Ghanaians are in a jubilant mood following the 2-1 victory by the countrys Black Stars over the United States in the final first-round match of the World Cup on 22 June. Immediately the whistle was blown at the ninety-fifth minute signalling the end of the football match, Ghanaians poured into the streets of the capital amidst drumming and dancing expressing their gratitude to God and the players, writes Beatrice Amoah from Accra, who watched the match at her office in Kokomlemle near Accra New Town. Drivers joined the celebration by tooting their horns as fans paraded through all the major streets of Accra.

Supporters indeed had much to celebrate: this is the first ever appearance of the Ghanaian national side in the football World Cup, and the Black Stars are the only African team to have made it through to the knock-out round of the competition. Accra New Town was a spectacle, as was Kokomlemle, continues Amoah. Almost every single fan was clad in the red, gold, black and green colours of the national flag of Ghana to indicate the nations victory and, in a carnival-like style, sang songs of victory deep into the night. The old and the young celebrated alike.

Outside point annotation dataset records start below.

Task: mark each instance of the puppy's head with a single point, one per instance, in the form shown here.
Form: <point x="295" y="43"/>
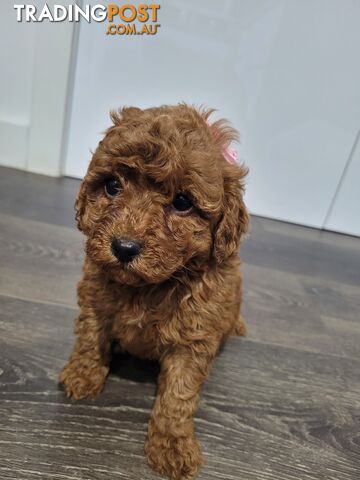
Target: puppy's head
<point x="159" y="198"/>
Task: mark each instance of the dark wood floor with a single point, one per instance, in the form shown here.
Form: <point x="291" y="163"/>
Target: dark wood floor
<point x="281" y="404"/>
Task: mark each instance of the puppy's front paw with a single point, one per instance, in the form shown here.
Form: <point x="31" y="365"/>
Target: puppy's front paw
<point x="177" y="457"/>
<point x="82" y="380"/>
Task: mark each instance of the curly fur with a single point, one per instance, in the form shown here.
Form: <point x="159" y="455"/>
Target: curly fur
<point x="180" y="298"/>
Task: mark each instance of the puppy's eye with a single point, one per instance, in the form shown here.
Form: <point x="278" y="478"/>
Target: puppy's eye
<point x="182" y="203"/>
<point x="112" y="187"/>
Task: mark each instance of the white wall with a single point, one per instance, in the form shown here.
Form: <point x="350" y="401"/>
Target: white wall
<point x="16" y="60"/>
<point x="345" y="216"/>
<point x="35" y="60"/>
<point x="283" y="71"/>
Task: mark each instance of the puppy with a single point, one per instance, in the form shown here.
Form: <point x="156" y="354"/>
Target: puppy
<point x="162" y="209"/>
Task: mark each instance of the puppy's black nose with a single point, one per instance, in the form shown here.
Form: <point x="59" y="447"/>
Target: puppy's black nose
<point x="125" y="250"/>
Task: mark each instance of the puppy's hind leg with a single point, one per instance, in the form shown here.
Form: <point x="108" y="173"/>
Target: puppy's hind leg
<point x="171" y="446"/>
<point x="85" y="373"/>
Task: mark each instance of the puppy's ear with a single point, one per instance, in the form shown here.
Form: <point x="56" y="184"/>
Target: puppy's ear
<point x="235" y="218"/>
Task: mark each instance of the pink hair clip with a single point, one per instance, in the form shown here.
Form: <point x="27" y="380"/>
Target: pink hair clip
<point x="230" y="153"/>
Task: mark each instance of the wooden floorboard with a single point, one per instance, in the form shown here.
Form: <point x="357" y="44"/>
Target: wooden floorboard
<point x="281" y="404"/>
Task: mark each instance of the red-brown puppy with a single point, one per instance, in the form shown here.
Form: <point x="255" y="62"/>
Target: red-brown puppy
<point x="163" y="214"/>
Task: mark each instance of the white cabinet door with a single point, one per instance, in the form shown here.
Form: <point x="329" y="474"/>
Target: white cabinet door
<point x="283" y="71"/>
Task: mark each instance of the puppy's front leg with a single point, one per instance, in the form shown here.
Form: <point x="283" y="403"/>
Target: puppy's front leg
<point x="171" y="446"/>
<point x="85" y="373"/>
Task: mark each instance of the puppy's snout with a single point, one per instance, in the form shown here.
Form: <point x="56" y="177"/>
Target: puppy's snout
<point x="125" y="250"/>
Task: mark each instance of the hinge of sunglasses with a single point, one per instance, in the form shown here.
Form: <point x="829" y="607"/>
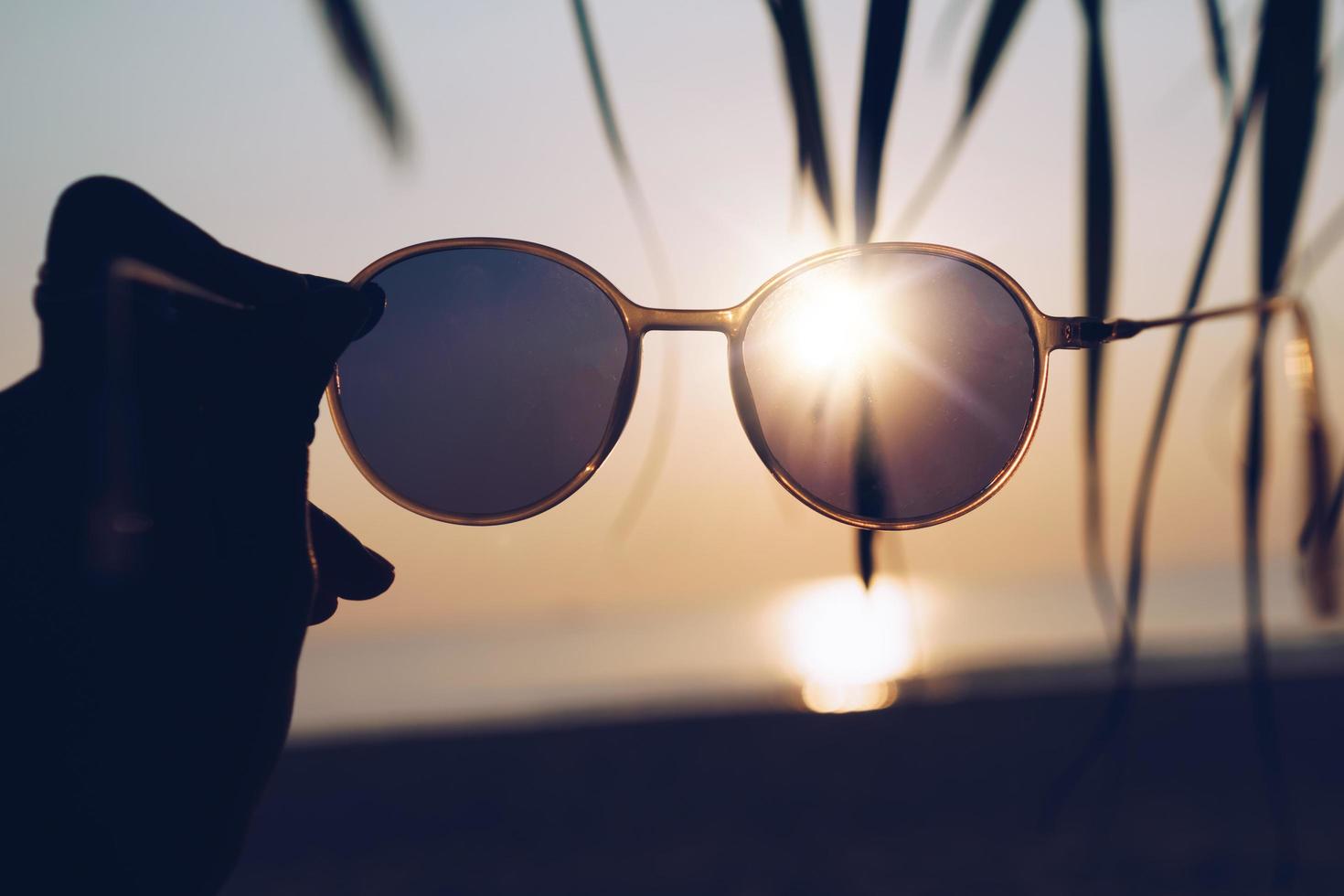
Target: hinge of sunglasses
<point x="1090" y="332"/>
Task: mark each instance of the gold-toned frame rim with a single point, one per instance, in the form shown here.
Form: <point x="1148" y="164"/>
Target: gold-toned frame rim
<point x="1047" y="334"/>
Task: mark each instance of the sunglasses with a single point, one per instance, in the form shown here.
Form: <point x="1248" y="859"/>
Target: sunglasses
<point x="887" y="386"/>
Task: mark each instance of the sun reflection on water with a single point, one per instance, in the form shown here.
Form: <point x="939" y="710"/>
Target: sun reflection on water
<point x="847" y="646"/>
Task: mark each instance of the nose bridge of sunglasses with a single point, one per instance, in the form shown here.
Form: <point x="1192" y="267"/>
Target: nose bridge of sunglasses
<point x="720" y="320"/>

The situation was much the same in Cape Coast, 100 km to the west of the capital, where the streets were packed with people partying all day and night, according to Dave Hollis, a US citizen working on the West African Gas Pipeline project in Ghana. The Black Stars will now meet Brazil, the competition favourites, at Dortmund on 27 June. Everyone here is very optimistic about the Brazil match, but it's obviously a long-shot, writes Hollis. I hope they do well. Ghana deserves something cool like that. Amoah takes a more philosophical stance, pointing out that it does not really matter if Ghana does not win because we have already proved our worth.